Early April: Raising money from friends and family
‘We just raised a seed round from friends and family. It allows us to raise and play as we go, which is helpful. Ideally I’d like to raise from legitimate investors, but we have to get traction first.
‘Friends and family sometimes don’t completely understand the game that they’re entering. They love you, they think you’re the smartest thing ever – but you have to tell them that it may not work out, that it’s a risk. I don’t want to let them down. Their love and adoration helps, because if you fail, it’s not as though they are going to love you any less. But then the pressure comes because it’s like: OK, now we have the money, it’s time to deliver.’
Late April: Turning down a big opportunity
‘One of the top venture capital firms in the US tells one of our investors that they’re interested in what we’re doing. It’s really exciting and more proof that we’re on the right track. They want to meet, but I tell my investor to wait for now – we need a bit of time because first impressions are important and I don’t want to mess up our first meeting. It was a tough decision to make because all founders like me are looking for a win, even if it’s a small one, to give us that extra boost we need. After all, what we’re doing is daunting: there’s no manager telling us what a good job we did this week. Having that conversation with the investor would have been a huge win for all of us, but it would have been a short-term win and we’re not in the short-term game. I want to be here for the long term.’
May: Letting someone go
‘A difficult thing takes place: I have to let someone go. We thought we had found someone who aligned with our mission, but it turns out they were only aligned with our mission and not our idea. As a result, we spent a year arguing over product goals. I feel like a failure because I was the one who pushed to bring them on. That person wasn't a great fit for our business, although that has nothing to do with him personally.

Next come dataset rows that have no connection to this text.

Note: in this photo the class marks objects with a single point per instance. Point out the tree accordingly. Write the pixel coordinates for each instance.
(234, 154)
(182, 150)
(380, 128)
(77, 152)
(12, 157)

‘I told him that if I were an investor, I would invest in his ideas. But I’m not an investor – I’m a founder of this company and what he wanted to build didn’t align with what I and the rest of my team wanted to build. Afterwards, I have one of my best weeks in terms of happiness and productivity. I feel free and we can focus now. The team feels more aligned, as though much of the stress is gone. We were all coming to our weekly meetings with a lot of stress because we were afraid of what the meeting was going to be like.’
June: Landing on the product
‘We have our product, the app, but we’ve been going back and forth on what the direction should be. Is this 80% of the idea? Is it 30%? Is it 200%? We’ve been struggling with that for the past year. We end up arriving at the idea, which is really exciting – it’s amazing because we finally get it. I realize that we needed to go through this past year to get there. Where we landed follows the same thesis of where we started, but we had been derailed. We’ve learnt a lot more about why this is the right move. Before it was a hunch; now we have proof because we’ve been testing it – we’ve been talking to people. We saw what was working and what wasn’t.’
June: Co-founder tensions
‘I have to have a difficult discussion with my co-founder. We’ve had to make some big pivots in the past year as she wants to use some of our old concepts while I want to start from scratch – I’m a start-over kind of guy. It’s a bit like a relationship because if you’re going to move forwards, you have to start afresh.
‘There’s some tension because there’s a stalemate and I have to be the asshole for a couple of days. It’s something I’m struggling with in terms of my identity because, whether we like it or not, productive assholes get shit done. I don’t want to be that person, but we can’t both be building something from scratch and also be nice. The reason that the Fresh Fund exists is because black founders don’t get the same opportunities.
‘If I’m really particular about the vision, I have to stick to it but I’m learning that I don’t need to be the asshole all the time. You have to choose where it matters. We end up following my lead and doing it all over again. I think she realizes the benefits.’
A public-facing role
‘I make a short film for Courier. People love it. I get more than 100 comments on my Instagram and people who I’ve never met before are messaging me every week and asking for updates. It’s really cool to see. It’s almost like being a public servant – as though my constituents are, like, “Hey, when is the next thing going to be passed?” You almost feel as though you’re a politician in a way, because you can’t tell them the full truth.’